Although none of these issues can be credibly considered a direct threat to Brazil, they represent sources of regional instability. Consequently, it would be in Brazil’s best interest to use its diplomatic, military, and economic weight to develop strategies that favor regional cooperation and the maintenance of a stable and peaceful continent.

The Extra-Continental Scenario

Although “it is evident that South America’s borders zones have become ‘hot spots’ because traditional and new threats tend to overlap and mutually intensify one another in these often poorly patrolled spaces” (Flemes & Radseck 2009, p. 8), Brazil perceives no major threats to its national security. The same cannot be said regarding the extra-continental scenario. Bitencourt and Vaz (2009) argue that the traditional strategy of associating economic development and security as a national goal1 may have given rise to negative effects, the main downside of which is the emergence of “conspiracy theories”. In the Brazilian public mentality, there is a long held belief that developed countries are systematically blocking Brazilian efforts to become a major power. Brands (2010, pp. 11) observes that “Brazilian strategic analysis features a perva¬sive sense of danger – a fear that the strictures of the current global order might impede Brazil’s develop¬ment or otherwise limit its potential.” Likewise, Bertonha (2010, p. 114) asserts that “the possibility of Brazil making demands in the international scenario has always been blocked by two variables: less power and no chances given to it by the great powers.” Gouvea (2015:138) observed that

In the 1990s and 2000s, Brazil’s defense industry suffered a dramatic reduction in size, diversification, and momentum. Beginning in the 1980s and early 1990s, it suffered a missile technology and a supercomputer embargo from the G-7 nations, which hampered the industry’s ability to upgrade its defense hardware and software; this in turn dramatically compromised its global penetration capability.

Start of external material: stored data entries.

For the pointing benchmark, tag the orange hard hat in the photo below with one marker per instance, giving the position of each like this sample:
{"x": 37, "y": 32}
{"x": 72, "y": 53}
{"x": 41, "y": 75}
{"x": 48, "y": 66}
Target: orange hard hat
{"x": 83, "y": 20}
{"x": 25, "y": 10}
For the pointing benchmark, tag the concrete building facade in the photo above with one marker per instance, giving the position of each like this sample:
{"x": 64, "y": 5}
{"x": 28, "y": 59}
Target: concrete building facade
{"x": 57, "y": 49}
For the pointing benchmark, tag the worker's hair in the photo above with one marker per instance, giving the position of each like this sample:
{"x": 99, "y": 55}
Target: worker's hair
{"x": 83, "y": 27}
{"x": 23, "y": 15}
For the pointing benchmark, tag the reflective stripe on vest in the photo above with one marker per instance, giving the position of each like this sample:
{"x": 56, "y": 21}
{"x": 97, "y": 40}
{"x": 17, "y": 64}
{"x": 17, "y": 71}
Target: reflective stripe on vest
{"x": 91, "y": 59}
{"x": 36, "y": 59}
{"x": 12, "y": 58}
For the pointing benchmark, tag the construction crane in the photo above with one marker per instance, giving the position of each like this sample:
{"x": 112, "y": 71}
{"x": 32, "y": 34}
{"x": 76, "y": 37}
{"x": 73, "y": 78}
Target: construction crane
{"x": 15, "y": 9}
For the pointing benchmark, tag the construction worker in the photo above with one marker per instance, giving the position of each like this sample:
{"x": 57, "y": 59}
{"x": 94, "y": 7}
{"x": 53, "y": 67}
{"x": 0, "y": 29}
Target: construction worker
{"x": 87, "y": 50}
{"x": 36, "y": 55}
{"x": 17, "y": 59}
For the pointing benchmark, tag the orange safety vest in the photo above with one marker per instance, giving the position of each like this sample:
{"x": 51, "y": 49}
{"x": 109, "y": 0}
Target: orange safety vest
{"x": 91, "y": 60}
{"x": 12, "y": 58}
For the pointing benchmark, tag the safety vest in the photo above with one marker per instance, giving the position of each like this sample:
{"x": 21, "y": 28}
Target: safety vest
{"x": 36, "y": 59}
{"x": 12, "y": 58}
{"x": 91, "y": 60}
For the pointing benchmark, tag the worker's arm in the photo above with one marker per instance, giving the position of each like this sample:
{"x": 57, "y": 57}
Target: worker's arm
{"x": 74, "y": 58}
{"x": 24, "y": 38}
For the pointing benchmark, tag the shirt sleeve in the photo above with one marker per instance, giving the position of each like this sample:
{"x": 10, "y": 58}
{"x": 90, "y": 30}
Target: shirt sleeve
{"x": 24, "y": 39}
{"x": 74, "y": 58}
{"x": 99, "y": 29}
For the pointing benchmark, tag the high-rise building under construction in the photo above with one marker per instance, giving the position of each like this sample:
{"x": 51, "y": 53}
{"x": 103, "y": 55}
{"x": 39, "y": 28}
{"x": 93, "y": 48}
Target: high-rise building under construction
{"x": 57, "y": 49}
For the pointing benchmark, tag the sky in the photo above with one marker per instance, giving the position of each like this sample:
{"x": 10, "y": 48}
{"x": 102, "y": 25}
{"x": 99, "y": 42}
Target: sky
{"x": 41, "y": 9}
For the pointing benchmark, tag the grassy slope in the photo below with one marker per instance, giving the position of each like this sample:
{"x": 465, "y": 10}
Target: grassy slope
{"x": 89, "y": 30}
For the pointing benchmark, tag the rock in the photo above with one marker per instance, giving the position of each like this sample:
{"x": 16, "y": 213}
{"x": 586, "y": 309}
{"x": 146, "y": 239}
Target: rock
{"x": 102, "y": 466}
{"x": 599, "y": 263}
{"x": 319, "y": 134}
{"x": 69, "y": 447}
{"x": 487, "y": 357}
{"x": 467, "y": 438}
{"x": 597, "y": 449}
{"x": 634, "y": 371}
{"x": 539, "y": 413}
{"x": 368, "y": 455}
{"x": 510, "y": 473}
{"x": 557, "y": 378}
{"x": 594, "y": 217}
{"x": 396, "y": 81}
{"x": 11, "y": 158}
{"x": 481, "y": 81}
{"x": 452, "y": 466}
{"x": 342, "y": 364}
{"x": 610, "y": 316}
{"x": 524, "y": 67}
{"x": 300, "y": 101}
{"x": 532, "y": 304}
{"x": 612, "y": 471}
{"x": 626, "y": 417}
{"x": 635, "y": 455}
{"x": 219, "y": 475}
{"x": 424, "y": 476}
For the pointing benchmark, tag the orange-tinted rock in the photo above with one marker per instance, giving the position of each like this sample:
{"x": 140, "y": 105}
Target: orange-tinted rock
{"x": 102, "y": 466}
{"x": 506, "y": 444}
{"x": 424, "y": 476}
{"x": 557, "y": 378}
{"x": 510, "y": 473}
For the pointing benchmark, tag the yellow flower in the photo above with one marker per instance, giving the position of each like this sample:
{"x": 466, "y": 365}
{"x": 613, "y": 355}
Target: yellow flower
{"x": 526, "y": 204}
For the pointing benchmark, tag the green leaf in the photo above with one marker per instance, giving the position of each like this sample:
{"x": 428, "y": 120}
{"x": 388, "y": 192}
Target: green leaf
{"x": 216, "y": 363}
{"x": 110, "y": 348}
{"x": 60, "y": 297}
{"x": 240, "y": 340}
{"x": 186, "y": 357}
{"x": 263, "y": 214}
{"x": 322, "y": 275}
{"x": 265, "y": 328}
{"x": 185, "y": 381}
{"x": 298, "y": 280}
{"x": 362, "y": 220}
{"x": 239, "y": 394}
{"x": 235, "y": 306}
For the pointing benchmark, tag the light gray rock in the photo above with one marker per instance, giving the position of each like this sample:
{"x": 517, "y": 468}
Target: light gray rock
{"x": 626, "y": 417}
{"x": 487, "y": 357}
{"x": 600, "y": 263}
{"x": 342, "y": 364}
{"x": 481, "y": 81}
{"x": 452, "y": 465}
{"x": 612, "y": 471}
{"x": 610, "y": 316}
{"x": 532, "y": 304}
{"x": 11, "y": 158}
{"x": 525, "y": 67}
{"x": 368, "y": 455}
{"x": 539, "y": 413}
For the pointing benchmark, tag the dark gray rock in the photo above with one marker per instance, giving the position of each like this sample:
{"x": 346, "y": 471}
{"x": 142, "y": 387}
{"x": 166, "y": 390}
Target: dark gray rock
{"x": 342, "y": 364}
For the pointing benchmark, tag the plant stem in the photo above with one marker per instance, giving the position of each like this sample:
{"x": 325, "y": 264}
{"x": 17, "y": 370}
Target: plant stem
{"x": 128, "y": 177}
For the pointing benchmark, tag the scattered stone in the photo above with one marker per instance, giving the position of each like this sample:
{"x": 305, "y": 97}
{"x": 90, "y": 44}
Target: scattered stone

Brazilian policymakers, in general, believe that other nations covet Brazil’s natural resources and would take them if necessary. As Amorim (2013), former Minister of Foreign Affairs (1993-1995 and 2003-2011) and Defense (2011-2015) observed,

Brazil’s abundance of energy, food, water, and biodiversity increases its stake in a security environment characterized by rising competition for access to, or control of, natural resources. In order to meet the challenges of this complex reality, Brazil’s peaceful foreign policy must be supported by a robust defense policy

The way Brazil assesses the international scenario to formulate its security and foreign policies reflect its strategic culture. Although Itamaraty traditionally depicts the country as a satisfied or status quo nation, deprived of major ambitions, Brazil is anything but satisfied with the current global order, a stance consistent with its drive for greatness. This concept seems to be instrumental and might mean only that Brazil has no territorial ambitions or border conflicts, an approach designed to be consistent with Brazilian peaceful traditions and “not to stir controversy through the identification of neighbours as poten¬tial threats” (Kenkel 2013, p. 112). Brands (2010, p. 10) suggests that Brazil’s grand strategy

has been rooted in a deeply ambivalent view of the international system. In one sense, Brazil has benefit¬ed enormously from “public goods” that the United States and its Western partners provided during the postwar – and now the post-Cold War – era…[n]onetheless, the prevailing global order still strikes many Brazilians as fundamentally inequitable.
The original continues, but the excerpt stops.